"Raíces machas", por Miryam Pirsch


Bajo sus pies, de Leticia Obeid. Buenos Aires, Blatt & Ríos, 2020, 241 páginas.

A casi un año de la muerte de su madre, Elena vuelve al pueblo cordobés donde pasó la infancia y adolescencia. El motivo, un homenaje organizado por la municipalidad. Pero más allá del evento, Elena se instalará en la casa materna para transitar su propio duelo y un homenaje personal: ponerse al frente del campo de la familia y, con esto, reaprender a vivir en ese pueblo.
Poco sabemos de la vida que Elena lleva en la ciudad pero sí que se marchó empujada por la madre, quien (seguramente) no estaría de acuerdo con la decisión que ha tomado ahora, en su ausencia.  El duelo de Elena consistirá en un largo revivir organizado en tres etapas que titulan los capítulos de la novela: “Barbecho”, “Siembra” y “Cosecha”. Durante los meses de su permanencia vivirá y revisará los vínculos familiares, la amistad, la relación con su madre y el proceso físico y emocional de su trayectoria seguirá estos tres momentos de preparación, ejecución y evaluación de los resultados.
La peripecia íntima que atraviesa Elena será reconocible para cualquiera que haya atravesado un duelo: la perra Tita se volverá su compañera inseparable, aquella con quien compartirá lo que alguna vez hizo con la madre (abrazarla, llevarla de paseo, dormir juntas, compartir la hora de la comida y la de la televisión), encontrar la comida que la difunta dejó en el freezer meses atrás y al comerla recuperar cierta forma de los sabores que nunca más volverán, respetar el orden en que dejó sus objetos por última vez, reconocer los olores con que la casa recibe a sus visitantes, la letra prolija de la ordenada agenda con el dato preciso para cada contingencia de la vida cotidiana. Colores, sabores, temperaturas, sonidos, texturas conforman un cuadro incompleto, un rompecabezas al que le falta una única ficha irrecuperable: “Todo sonaba un poco roto” (14). Finalmente, en un ritual de autoinvestidura, se pondrá las ropas, el maquillaje y el perfume materno y con ese uniforme estará en condiciones de poner en marcha el cultivo del campo, último proyecto que la ausente no llegó a concretar.

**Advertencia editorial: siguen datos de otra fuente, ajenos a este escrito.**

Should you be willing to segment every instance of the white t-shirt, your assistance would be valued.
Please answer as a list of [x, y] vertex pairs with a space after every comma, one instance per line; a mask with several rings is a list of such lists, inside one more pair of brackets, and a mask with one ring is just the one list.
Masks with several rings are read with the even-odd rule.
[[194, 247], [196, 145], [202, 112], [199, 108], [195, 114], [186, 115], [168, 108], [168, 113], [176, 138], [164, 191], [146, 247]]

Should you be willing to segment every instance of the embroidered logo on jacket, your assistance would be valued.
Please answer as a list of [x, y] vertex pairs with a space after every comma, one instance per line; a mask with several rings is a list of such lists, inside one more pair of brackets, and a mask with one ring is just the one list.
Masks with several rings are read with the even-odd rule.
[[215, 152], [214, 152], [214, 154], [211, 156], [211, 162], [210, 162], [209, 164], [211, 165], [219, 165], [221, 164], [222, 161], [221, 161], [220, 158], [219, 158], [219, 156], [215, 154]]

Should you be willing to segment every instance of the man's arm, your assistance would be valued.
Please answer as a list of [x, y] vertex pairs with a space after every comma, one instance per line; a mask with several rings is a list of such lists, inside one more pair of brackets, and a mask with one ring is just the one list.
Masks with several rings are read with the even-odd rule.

El uniforme que Elena se confecciona parece hacerla inmune a la catarata de machismos con los que convivirá en el pueblo a medida que se reencuentre con la gente de su pasado: el exnovio violento, el “¿por qué no te casaste?”, el “¿qué raro que a tu edad no tengas hijos?”, el tío que quiere administrar el campo, los “expertos” que hablan de lo más conveniente para su campo como si ella no estuviera presente en la conversación, en una competencia entre machos que a la protagonista casi parece causarle gracia. Otros micromachismos cotidianos vendrán de su propio hermano, cuando viaje al pueblo a revisar los números de la cosecha, dejar platos sucios y desorden por toda la casa.
Lejos de la idealización de la bucólica campiña, estamos en la pampa de la industria agropecuaria de la soja y la especulación, la de los criollos que manejan 4x4, la de las cooperativas que se han vuelto financieras, la que sigue considerando solo a los varones como iguales.  Como una guerrera al final de la batalla,  Elena podrá desprenderse de las prendas maternas una vez que haya “cosechado” lo que se propuso: “Dejar de estar vestida de su madre le hizo bien. Recuperó un poco su aspecto y su edad propios, y un sentido más preciso de los contornos del cuerpo y de su relación con la tela, el aire, el afuera” (239). Fuera de eso, el teléfono y su computadora han sido el puente con el afuera urbano, con las redes sociales y las series que mira por la noche y la sacan de la nueva rutina rural para recordarle que es una pasajera, una nueva Elena que necesitó de la muerte y del homenaje para sentirse una nueva mujer, como la Helena (así, con H) con que han escrito su nombre en la placa para la tumba materna.